Junior Doesn't Want Your Stuff

Junior Doesn’t Want Your Stuff

The Washington Post recently reported that “A seismic shift of stuff is underway in homes all over America. Members of the generation that once embraced drugs and rock-and-roll are trying to offload their place settings for 12, family photo albums and leather sectionals.”1

Problem is, their kids aren’t interested in inheriting their stuff.

Baby boomers were once free spirits who never wanted to grow up. But these 50 to 70-year-olds have proven to be quite the accumulators. They lived in bigger homes and had more disposable income than at any other time in U.S. history. Is it any wonder they own three-car-garages that park one car and a rented storage unit for the rest of the stuff!

For a variety of reasons, these boomers are now scaling back in a big way.Maybe they have become empty nesters. Maybe they are tired of caring for a big house and a big yard. Maybe they are embracing the “less is more” philosophy.Or, maybe downsizing is one way to nudge adult kids out of the nest.

What is perplexing parents, however, is that their kids don’t want their beautiful china hutch and dining table. They’re not interested in mom and dad’s collections,artwork, or old TVs. And as for those heirloom quilts that you inherited from your grandmother—well good luck giving those away.

Consignment stores, thrift shops, and auction houses are flooded with merchandise that parents wanted to pass on to their kids, but the kids don’t want it. An auctioneer on the east coast says the market is flooded with boomer rejects. “Hardly a day goes by that we don’t get calls from people who want to sell a big dining room set or bedroom suite because nobody in the family wants it. Millennials don’t want brown furniture, rocking chairs or silver-plated tea sets. Millennials don’t polish silver.”2

The millennial generation, born between 1980 and 2000 are not interested in the lifestyle trappings or nostalgic memorabilia they were so lovingly raised with. Most parents have been saving their kid’s college textbooks, sports trophies, and baby albums in plastic containers for decades, waiting for the day when they could say, “Junior, it’s time for your stuff to go to your house!”
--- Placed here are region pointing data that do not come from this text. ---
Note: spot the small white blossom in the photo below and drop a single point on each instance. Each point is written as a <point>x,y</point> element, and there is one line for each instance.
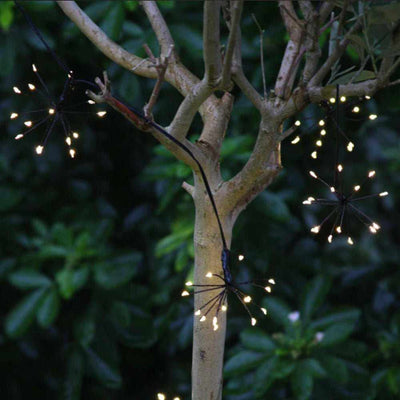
<point>294,316</point>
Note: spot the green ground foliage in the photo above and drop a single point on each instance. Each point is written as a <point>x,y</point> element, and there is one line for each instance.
<point>94,251</point>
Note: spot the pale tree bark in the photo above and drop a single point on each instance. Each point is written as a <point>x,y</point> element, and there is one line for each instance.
<point>294,89</point>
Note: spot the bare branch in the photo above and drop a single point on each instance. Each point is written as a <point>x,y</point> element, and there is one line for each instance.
<point>161,66</point>
<point>211,42</point>
<point>108,47</point>
<point>105,96</point>
<point>159,26</point>
<point>236,7</point>
<point>290,60</point>
<point>188,109</point>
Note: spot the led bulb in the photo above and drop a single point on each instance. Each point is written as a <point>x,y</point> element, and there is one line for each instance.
<point>350,147</point>
<point>315,229</point>
<point>295,140</point>
<point>39,150</point>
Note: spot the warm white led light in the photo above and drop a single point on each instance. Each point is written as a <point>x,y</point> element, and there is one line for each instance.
<point>295,140</point>
<point>247,299</point>
<point>315,229</point>
<point>39,150</point>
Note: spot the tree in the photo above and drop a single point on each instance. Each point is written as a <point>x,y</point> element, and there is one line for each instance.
<point>297,85</point>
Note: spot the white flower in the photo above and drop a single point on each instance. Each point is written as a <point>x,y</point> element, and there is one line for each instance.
<point>294,316</point>
<point>319,336</point>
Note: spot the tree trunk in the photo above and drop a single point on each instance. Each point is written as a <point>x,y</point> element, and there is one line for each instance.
<point>208,345</point>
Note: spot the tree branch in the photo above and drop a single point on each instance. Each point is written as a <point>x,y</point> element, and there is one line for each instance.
<point>236,7</point>
<point>211,42</point>
<point>159,26</point>
<point>105,96</point>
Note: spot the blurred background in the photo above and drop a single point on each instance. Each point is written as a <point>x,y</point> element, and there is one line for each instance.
<point>94,251</point>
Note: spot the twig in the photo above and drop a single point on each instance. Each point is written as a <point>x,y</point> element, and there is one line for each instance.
<point>237,7</point>
<point>161,65</point>
<point>211,42</point>
<point>261,31</point>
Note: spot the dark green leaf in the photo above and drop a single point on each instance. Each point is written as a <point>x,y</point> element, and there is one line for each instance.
<point>337,333</point>
<point>264,376</point>
<point>49,308</point>
<point>74,376</point>
<point>336,368</point>
<point>302,382</point>
<point>20,318</point>
<point>242,361</point>
<point>103,371</point>
<point>28,279</point>
<point>256,339</point>
<point>313,296</point>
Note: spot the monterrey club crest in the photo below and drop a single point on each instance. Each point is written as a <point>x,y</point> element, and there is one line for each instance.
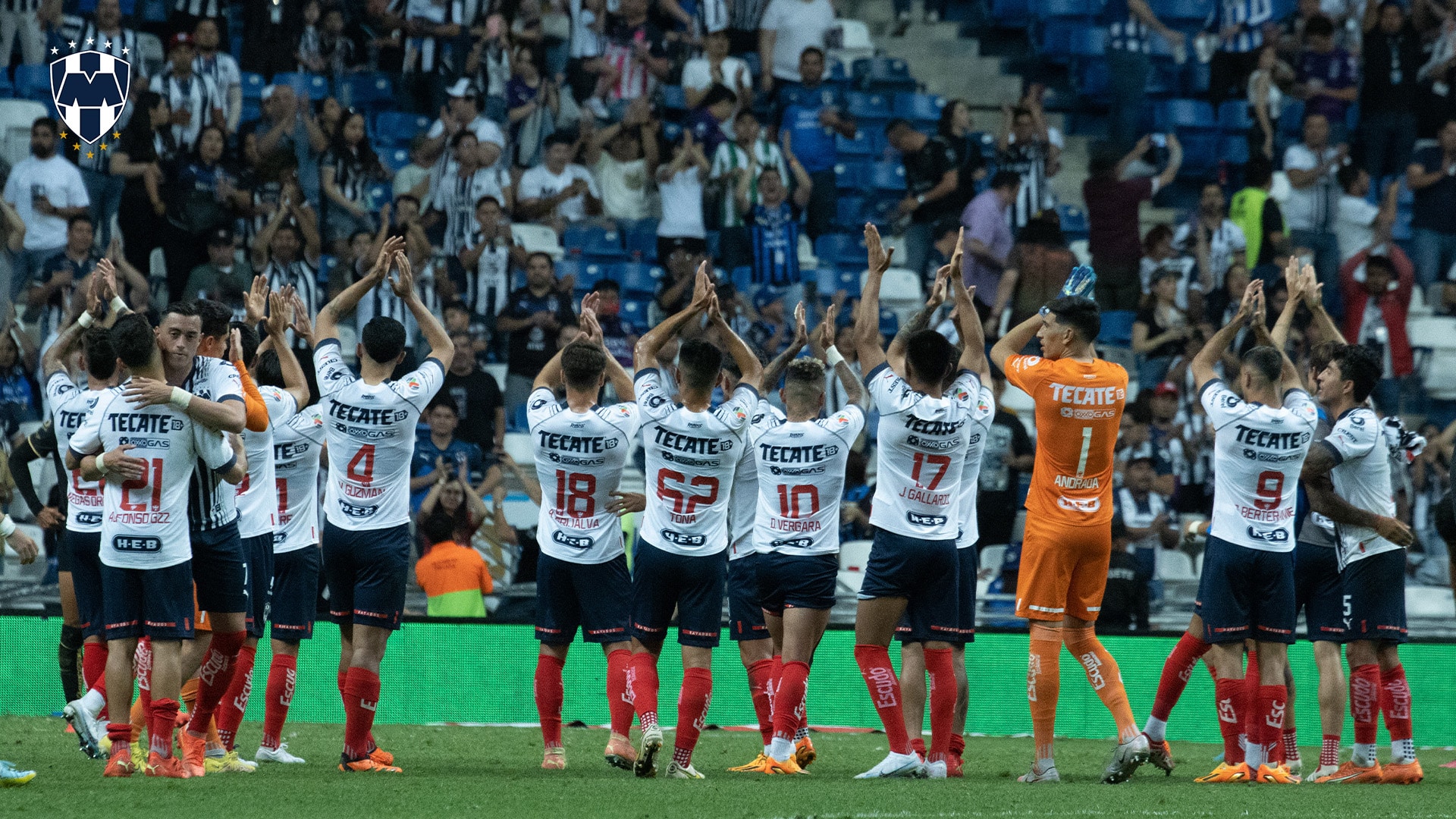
<point>89,89</point>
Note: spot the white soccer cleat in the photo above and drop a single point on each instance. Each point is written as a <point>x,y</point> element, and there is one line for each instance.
<point>897,767</point>
<point>1126,758</point>
<point>277,755</point>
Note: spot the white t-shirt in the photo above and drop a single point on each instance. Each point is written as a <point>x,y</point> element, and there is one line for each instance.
<point>541,183</point>
<point>370,430</point>
<point>258,493</point>
<point>579,463</point>
<point>1362,479</point>
<point>145,523</point>
<point>801,482</point>
<point>71,406</point>
<point>691,463</point>
<point>800,25</point>
<point>55,180</point>
<point>922,452</point>
<point>297,447</point>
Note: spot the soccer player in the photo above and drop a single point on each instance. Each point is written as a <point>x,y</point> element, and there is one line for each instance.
<point>582,576</point>
<point>147,455</point>
<point>680,560</point>
<point>1247,589</point>
<point>372,441</point>
<point>915,634</point>
<point>1068,544</point>
<point>801,480</point>
<point>913,564</point>
<point>1347,477</point>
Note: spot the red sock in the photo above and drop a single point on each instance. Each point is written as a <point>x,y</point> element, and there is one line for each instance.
<point>360,704</point>
<point>692,711</point>
<point>283,676</point>
<point>1365,701</point>
<point>235,703</point>
<point>619,700</point>
<point>761,687</point>
<point>1175,673</point>
<point>161,722</point>
<point>1229,695</point>
<point>549,695</point>
<point>941,668</point>
<point>215,676</point>
<point>788,697</point>
<point>884,692</point>
<point>642,679</point>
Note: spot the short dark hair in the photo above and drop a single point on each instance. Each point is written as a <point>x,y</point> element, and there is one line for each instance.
<point>1360,366</point>
<point>99,353</point>
<point>134,340</point>
<point>699,363</point>
<point>383,338</point>
<point>582,363</point>
<point>1079,314</point>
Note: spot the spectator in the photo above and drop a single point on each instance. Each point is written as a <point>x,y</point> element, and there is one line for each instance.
<point>930,184</point>
<point>1130,25</point>
<point>1360,224</point>
<point>1327,76</point>
<point>811,115</point>
<point>532,318</point>
<point>789,27</point>
<point>1378,297</point>
<point>987,238</point>
<point>1310,207</point>
<point>560,191</point>
<point>1432,177</point>
<point>1389,53</point>
<point>1112,234</point>
<point>46,191</point>
<point>1159,328</point>
<point>1257,213</point>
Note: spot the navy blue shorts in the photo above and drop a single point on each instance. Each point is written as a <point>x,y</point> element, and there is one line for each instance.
<point>797,582</point>
<point>1375,598</point>
<point>366,573</point>
<point>85,550</point>
<point>745,605</point>
<point>258,553</point>
<point>595,596</point>
<point>692,585</point>
<point>1320,594</point>
<point>924,572</point>
<point>1245,594</point>
<point>220,570</point>
<point>153,602</point>
<point>294,594</point>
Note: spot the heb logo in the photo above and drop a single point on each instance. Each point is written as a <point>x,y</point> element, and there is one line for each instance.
<point>89,89</point>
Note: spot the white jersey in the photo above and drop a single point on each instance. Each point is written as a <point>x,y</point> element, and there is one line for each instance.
<point>370,430</point>
<point>1257,457</point>
<point>691,463</point>
<point>922,450</point>
<point>145,523</point>
<point>579,463</point>
<point>970,528</point>
<point>745,502</point>
<point>296,452</point>
<point>1362,479</point>
<point>801,482</point>
<point>258,493</point>
<point>71,406</point>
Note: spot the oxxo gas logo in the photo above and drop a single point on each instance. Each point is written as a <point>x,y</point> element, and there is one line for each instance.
<point>89,89</point>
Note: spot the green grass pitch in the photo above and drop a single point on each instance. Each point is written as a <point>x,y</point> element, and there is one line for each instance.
<point>494,771</point>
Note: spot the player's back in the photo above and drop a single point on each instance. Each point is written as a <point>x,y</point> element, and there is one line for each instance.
<point>579,463</point>
<point>1079,410</point>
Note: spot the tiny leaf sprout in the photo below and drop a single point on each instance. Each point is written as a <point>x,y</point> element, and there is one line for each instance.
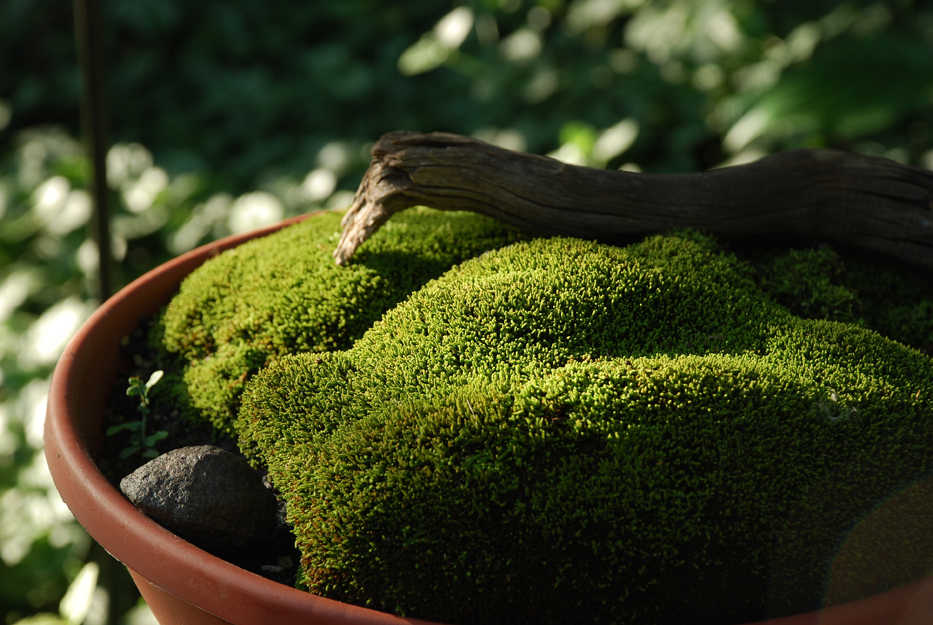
<point>140,442</point>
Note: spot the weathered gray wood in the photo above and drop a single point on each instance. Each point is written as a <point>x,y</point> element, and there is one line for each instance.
<point>868,203</point>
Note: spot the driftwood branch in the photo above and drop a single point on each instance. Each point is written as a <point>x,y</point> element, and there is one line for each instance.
<point>868,203</point>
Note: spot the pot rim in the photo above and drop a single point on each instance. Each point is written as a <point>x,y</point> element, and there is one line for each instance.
<point>171,563</point>
<point>202,579</point>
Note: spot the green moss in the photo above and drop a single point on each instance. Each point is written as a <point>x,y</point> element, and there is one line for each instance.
<point>641,433</point>
<point>284,294</point>
<point>822,283</point>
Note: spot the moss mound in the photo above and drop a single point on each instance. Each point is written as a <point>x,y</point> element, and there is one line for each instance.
<point>283,294</point>
<point>640,433</point>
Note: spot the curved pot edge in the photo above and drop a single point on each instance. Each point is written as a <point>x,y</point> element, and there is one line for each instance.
<point>199,578</point>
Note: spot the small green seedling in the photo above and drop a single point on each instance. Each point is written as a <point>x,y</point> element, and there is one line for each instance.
<point>140,443</point>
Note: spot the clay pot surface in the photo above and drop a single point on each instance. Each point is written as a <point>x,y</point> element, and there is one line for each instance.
<point>185,585</point>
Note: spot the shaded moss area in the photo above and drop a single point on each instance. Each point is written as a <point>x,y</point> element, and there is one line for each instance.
<point>822,283</point>
<point>641,433</point>
<point>284,294</point>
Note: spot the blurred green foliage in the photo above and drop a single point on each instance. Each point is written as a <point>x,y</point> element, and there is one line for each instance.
<point>229,115</point>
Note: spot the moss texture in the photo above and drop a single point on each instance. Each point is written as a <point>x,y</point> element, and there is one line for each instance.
<point>283,294</point>
<point>641,433</point>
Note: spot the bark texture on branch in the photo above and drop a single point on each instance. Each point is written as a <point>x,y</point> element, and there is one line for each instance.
<point>868,203</point>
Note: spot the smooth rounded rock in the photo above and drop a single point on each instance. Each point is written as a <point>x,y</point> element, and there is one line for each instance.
<point>207,495</point>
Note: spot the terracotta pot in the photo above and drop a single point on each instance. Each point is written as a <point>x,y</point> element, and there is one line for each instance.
<point>183,584</point>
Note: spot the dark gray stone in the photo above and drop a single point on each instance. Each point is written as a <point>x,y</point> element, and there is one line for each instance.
<point>207,495</point>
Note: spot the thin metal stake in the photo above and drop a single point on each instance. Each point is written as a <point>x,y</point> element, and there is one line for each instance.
<point>94,123</point>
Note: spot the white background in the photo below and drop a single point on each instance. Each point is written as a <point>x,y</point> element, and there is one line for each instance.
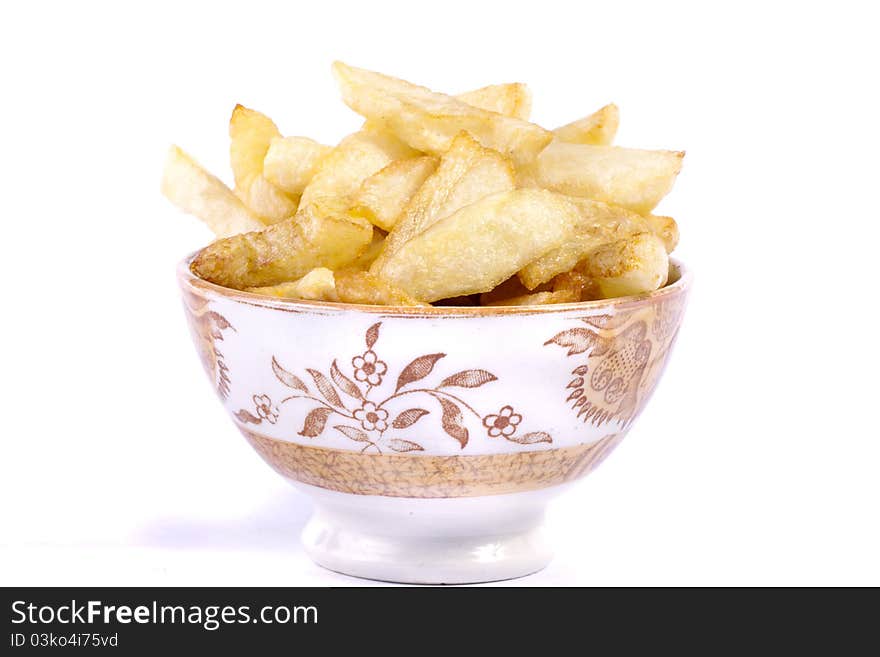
<point>757,460</point>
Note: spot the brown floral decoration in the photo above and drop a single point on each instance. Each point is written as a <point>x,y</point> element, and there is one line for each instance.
<point>386,422</point>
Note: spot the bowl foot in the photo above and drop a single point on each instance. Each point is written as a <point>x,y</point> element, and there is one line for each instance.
<point>429,541</point>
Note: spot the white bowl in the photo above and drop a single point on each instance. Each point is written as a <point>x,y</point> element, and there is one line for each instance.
<point>431,439</point>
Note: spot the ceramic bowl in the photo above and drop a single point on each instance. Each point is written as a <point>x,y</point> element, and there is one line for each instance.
<point>431,439</point>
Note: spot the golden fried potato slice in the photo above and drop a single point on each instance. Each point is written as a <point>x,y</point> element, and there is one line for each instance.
<point>291,162</point>
<point>318,285</point>
<point>429,121</point>
<point>467,172</point>
<point>537,299</point>
<point>322,234</point>
<point>598,224</point>
<point>194,190</point>
<point>353,286</point>
<point>597,129</point>
<point>665,228</point>
<point>512,99</point>
<point>374,248</point>
<point>383,196</point>
<point>250,134</point>
<point>631,178</point>
<point>480,245</point>
<point>631,266</point>
<point>343,170</point>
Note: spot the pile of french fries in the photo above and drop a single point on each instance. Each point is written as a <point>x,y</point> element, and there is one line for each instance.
<point>437,199</point>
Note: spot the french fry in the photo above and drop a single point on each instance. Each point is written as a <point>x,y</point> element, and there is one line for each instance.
<point>597,129</point>
<point>429,121</point>
<point>467,172</point>
<point>362,287</point>
<point>318,285</point>
<point>480,245</point>
<point>598,224</point>
<point>194,190</point>
<point>250,134</point>
<point>291,162</point>
<point>384,195</point>
<point>343,170</point>
<point>322,234</point>
<point>665,228</point>
<point>631,178</point>
<point>632,266</point>
<point>513,99</point>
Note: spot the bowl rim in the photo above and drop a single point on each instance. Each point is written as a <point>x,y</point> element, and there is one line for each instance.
<point>188,278</point>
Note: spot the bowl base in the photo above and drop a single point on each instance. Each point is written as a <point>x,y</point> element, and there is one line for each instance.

But the 20 and 30-somethings are more transient and they don’t want all that childhood clutter. They are busy trying to find stable jobs and pay off loans. They’re marrying later and are selecting smaller spaces when they do settle down. Scott Roewer, a professional organizer, notes that “They are living their life digitally through Instagram, Facebook and YouTube, and that’s how they are capturing their moments. Their whole life is on a computer; they don’t need a shoebox full of greeting cards.”3

Because these young adults want to stay in cities rather than moving to the suburbs or rural areas, the idea of the American dream is being redefined. A Nielsen report in 2014 found that nearly two-thirds of Millennials prefer to live in urban centers near shopping, restaurants and work.4

Don’t be offended

We’ve had numerous clients who have downsized and were disappointed that many of their possessions were rejected by their children. “My children are struggling financially,” bemoaned a widower who recently sold his ranch-style home and moved to a condominium. “You would think they would appreciate that I was willing to give them all this free stuff. But they only took a small part! What am I going to do with a grandfather clock that I have treasured for years?” We’ve seen parents get their feelings hurt. When this happens,we remind them, “It’s not that they don’t love you. They don’t love your furniture—even if it is in great condition.”

Stop Hoarding, Start Cleaning Out

So if you have been “hanging on” to possessions in order to pass them on to the next generation, you may want to reconsider. “I used to think my kids liked coming home to their old bedrooms that were filled with childhood memories,”confided a client who recently moved into a newly-built smaller home. “To my surprise, the kids love coming to the new home more than the old homestead. We have two guest rooms, and none of the kids can claim them as their own. But they like the fact that the closets are empty, the drawers are empty, and they have space to unpack when they visit!”

So if you are need of a major clean out, take heart. Or, better yet, take pictures. Take photos of favorite things you are no longer using—and then give them away. Charities always appreciate receiving things before they become too outdated.

If you have collections, furniture or art that has resale value and you don’t want to give to charity, find someone who regularly sells items on Craigslist or Ebay and offer to split the proceeds.

A friend recently moved from a 2 ½ acre estate with a barn to an urban apartment. We worried this might be too drastic of a change, but she quickly put our fears to rest. “You won’t believe how free I feel,” she laughed. “It’s like I’m on vacation!”